Alongside brief descriptions of the objects, it sets out in vivid detail the hardships of life in Tepuna, including King’s impressions of a civil war in The Bay of Islands a full eight years before the First Maori War.

“I wish peace could be restored but such is not likely to be until they have a regular battle if their mode of fighting deserves the name,” writes King. “For though the two parties have exchanged thousands of shot yet they have taken good care to keep wide enough apart so that up to this time not more than six have received mortal wounds.”

New Zealand mission

King was the son of John King, one of three lay missionaries sent on the first mission to New Zealand in 1814 under the direction of Samuel Marsden, the senior Anglican minister in New South Wales.

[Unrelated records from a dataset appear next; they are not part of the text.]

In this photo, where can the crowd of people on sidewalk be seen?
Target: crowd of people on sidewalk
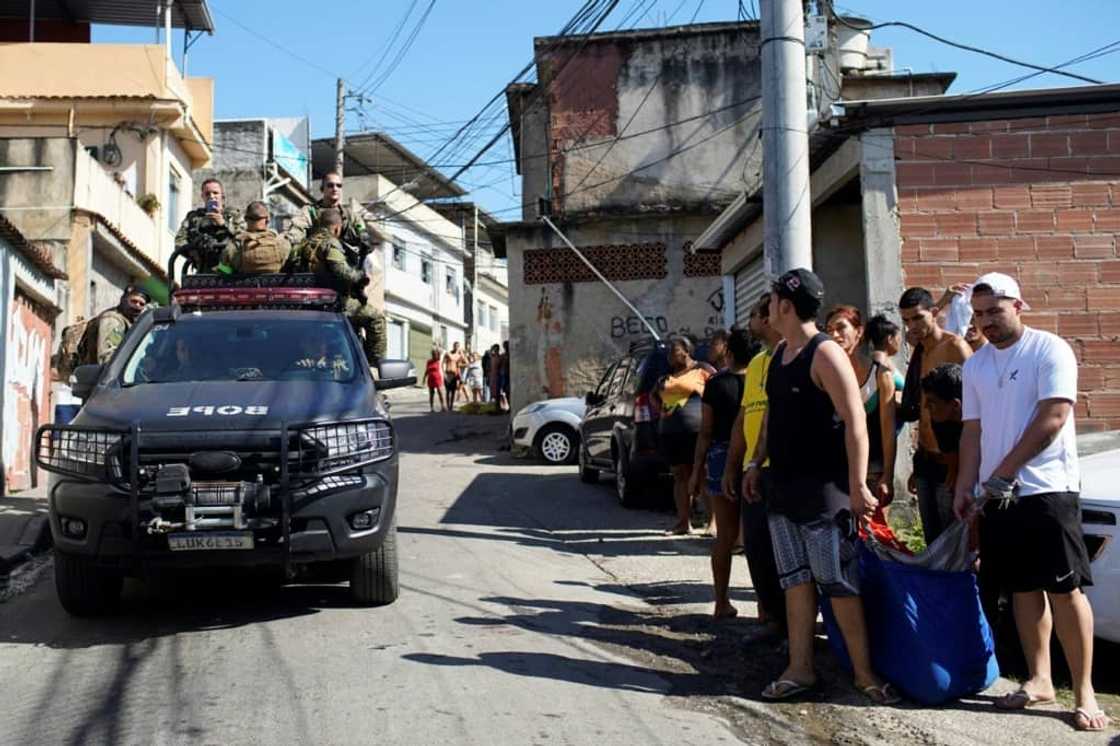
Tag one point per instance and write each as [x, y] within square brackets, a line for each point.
[462, 374]
[790, 432]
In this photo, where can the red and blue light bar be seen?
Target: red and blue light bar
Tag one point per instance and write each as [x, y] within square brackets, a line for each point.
[279, 297]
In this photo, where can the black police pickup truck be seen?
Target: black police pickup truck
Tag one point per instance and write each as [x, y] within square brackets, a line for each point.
[239, 426]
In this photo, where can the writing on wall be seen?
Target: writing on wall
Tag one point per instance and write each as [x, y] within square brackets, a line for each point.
[633, 326]
[27, 389]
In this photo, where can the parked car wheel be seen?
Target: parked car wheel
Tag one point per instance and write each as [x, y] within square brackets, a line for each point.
[85, 589]
[558, 444]
[626, 484]
[587, 474]
[374, 577]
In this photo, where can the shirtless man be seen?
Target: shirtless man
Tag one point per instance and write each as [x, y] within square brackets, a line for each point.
[933, 346]
[454, 362]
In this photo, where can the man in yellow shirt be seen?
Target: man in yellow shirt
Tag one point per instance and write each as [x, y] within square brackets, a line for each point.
[756, 539]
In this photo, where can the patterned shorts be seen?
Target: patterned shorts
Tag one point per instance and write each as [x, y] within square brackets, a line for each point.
[820, 551]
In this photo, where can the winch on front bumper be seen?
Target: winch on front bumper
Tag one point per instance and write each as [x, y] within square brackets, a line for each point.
[290, 495]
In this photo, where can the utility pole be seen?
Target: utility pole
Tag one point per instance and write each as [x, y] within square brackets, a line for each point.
[786, 196]
[474, 281]
[339, 126]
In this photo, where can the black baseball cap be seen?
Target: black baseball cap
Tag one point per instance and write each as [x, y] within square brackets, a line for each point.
[137, 290]
[800, 286]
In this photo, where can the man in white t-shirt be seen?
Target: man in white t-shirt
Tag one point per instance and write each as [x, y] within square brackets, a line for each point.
[1018, 445]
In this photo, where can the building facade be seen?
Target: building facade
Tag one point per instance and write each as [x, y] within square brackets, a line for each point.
[421, 258]
[633, 141]
[267, 159]
[29, 307]
[100, 142]
[936, 190]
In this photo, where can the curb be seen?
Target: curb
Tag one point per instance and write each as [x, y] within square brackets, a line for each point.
[35, 539]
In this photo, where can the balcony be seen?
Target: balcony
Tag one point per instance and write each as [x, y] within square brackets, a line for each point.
[96, 192]
[91, 84]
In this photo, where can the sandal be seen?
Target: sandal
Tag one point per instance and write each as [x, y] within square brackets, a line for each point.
[785, 689]
[1091, 721]
[1020, 700]
[882, 695]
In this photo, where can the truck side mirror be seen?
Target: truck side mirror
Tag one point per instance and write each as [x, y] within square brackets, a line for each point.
[395, 374]
[85, 379]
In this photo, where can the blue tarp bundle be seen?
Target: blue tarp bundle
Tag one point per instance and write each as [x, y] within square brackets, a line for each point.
[929, 635]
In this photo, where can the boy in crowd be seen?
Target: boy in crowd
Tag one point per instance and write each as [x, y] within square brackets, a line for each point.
[933, 346]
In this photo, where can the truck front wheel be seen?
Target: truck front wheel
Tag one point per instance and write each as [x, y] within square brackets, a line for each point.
[85, 589]
[374, 576]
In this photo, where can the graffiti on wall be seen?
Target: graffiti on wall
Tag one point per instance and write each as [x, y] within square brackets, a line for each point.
[27, 382]
[633, 326]
[550, 346]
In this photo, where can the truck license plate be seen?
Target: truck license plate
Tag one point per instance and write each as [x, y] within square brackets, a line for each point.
[210, 540]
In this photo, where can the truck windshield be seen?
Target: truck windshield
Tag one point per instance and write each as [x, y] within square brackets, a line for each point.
[223, 350]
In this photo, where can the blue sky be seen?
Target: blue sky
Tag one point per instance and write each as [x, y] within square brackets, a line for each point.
[467, 52]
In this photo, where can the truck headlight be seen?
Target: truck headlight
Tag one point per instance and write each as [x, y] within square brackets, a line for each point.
[350, 445]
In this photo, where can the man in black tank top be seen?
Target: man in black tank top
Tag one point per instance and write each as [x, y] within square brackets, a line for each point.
[815, 437]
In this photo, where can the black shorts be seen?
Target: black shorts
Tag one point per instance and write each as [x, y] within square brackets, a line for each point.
[1035, 543]
[678, 448]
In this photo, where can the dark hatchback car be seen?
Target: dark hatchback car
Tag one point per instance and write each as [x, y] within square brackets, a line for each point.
[235, 428]
[619, 428]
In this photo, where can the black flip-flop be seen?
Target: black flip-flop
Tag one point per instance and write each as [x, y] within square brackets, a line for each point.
[785, 689]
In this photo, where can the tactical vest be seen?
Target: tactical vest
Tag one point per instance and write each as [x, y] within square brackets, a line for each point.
[91, 336]
[262, 252]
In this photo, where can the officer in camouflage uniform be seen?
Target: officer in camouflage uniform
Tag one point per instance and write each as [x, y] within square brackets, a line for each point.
[355, 236]
[206, 231]
[323, 254]
[104, 335]
[258, 250]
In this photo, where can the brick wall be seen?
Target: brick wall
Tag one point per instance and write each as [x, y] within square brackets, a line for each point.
[1037, 198]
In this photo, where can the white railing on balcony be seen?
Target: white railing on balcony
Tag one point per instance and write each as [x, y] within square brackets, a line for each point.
[96, 192]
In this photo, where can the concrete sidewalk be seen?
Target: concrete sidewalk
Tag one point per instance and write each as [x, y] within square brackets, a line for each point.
[24, 528]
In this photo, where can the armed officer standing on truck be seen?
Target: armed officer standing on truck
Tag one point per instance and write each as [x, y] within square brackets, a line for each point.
[206, 231]
[258, 250]
[323, 253]
[355, 235]
[105, 333]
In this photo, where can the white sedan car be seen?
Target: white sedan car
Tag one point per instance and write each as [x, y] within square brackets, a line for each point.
[1100, 521]
[549, 429]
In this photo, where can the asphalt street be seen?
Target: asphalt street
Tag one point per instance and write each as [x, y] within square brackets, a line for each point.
[533, 611]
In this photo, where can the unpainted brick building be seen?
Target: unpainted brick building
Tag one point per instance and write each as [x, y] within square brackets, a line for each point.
[950, 187]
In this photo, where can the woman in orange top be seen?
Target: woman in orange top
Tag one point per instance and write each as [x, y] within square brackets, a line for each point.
[680, 393]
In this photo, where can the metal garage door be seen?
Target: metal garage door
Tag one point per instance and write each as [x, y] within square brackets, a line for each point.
[749, 285]
[419, 346]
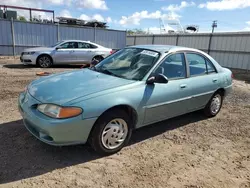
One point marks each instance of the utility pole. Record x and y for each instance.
(214, 24)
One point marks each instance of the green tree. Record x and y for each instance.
(22, 18)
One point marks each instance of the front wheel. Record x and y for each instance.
(111, 132)
(44, 61)
(214, 105)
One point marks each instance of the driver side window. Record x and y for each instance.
(173, 67)
(68, 45)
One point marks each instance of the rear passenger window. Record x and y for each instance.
(173, 67)
(210, 67)
(197, 64)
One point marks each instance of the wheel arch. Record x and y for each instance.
(127, 108)
(221, 90)
(42, 54)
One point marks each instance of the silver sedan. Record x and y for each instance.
(65, 52)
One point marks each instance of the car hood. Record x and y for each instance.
(37, 49)
(62, 88)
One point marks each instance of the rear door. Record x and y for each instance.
(203, 79)
(85, 52)
(65, 53)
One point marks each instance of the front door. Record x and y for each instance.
(171, 99)
(204, 80)
(84, 53)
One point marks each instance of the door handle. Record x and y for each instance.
(183, 86)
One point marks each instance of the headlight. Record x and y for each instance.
(59, 112)
(28, 53)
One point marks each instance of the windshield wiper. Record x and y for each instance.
(105, 71)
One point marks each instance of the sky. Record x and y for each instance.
(231, 15)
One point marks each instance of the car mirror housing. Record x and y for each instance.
(159, 78)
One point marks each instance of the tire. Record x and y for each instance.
(44, 61)
(214, 105)
(111, 132)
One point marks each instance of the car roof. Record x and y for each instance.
(164, 48)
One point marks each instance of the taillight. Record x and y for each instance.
(112, 51)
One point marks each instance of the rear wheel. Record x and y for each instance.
(44, 61)
(214, 105)
(111, 132)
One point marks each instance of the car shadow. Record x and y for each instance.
(21, 66)
(23, 156)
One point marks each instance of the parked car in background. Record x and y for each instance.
(131, 88)
(65, 52)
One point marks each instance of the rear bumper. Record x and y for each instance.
(57, 132)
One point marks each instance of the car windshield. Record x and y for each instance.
(128, 63)
(56, 44)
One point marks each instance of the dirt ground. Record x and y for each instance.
(188, 151)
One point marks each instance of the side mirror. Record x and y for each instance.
(159, 78)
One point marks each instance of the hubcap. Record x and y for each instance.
(44, 61)
(215, 104)
(114, 133)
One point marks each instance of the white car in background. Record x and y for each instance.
(65, 52)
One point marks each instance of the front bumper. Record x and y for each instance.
(28, 59)
(56, 132)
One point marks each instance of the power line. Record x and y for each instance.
(214, 24)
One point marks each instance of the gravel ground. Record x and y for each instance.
(188, 151)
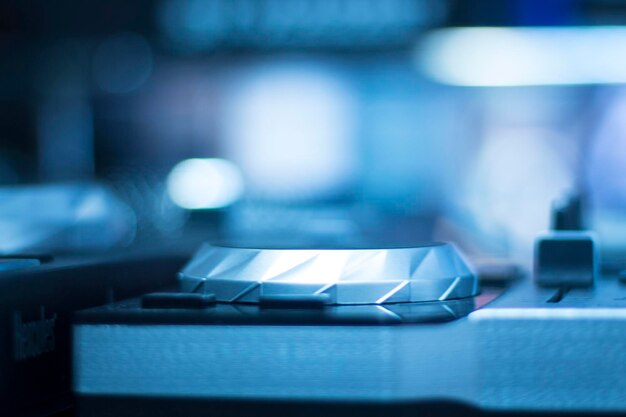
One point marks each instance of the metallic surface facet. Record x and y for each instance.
(348, 276)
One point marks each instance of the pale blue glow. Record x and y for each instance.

Although the other two missionaries eventually returned to Australia, John King and his wife Hannah stayed in New Zealand to have 12 children. Philip himself became a missionary in Tauranga, later buying land in Te Puna Bay from Maori chiefs on November 6, 1834. The purchase price was recorded as ‘4 Blankets, 2 Iron Pots, 4 lbs. Tobacco, 4 Hoes and 2 doz. Pipes.’

Just three years later he sent his letter and accompanying shipment to James Blea, a cabinetmaker and upholsterer of Swerford, a village near Chipping Norton in Oxfordshire. It eventually ended up with King’s descendants.

From the original list in the letter, Nicholson’s will offer two early 19th century green nephrite hei tiki, one 4in (10cm) high with paua shell eyes, estimated at £4000-6000, the other 5in (12cm) high and estimated at £3000-5000.

The consignment also includes 17 separately lotted Maori fishhooks and lures, a 6in comb or heru mapara (estimate £1000-1500), three green nephrite ear pendants (estimate £2000-3000) and two balls of Maori flax fibre rope of the period, each over 10ft long, (£3000-5000).

In February this year Nicholson’s sold a Maori Putorino bugle flute, estimated at £50-100, for an unexpected £140,000.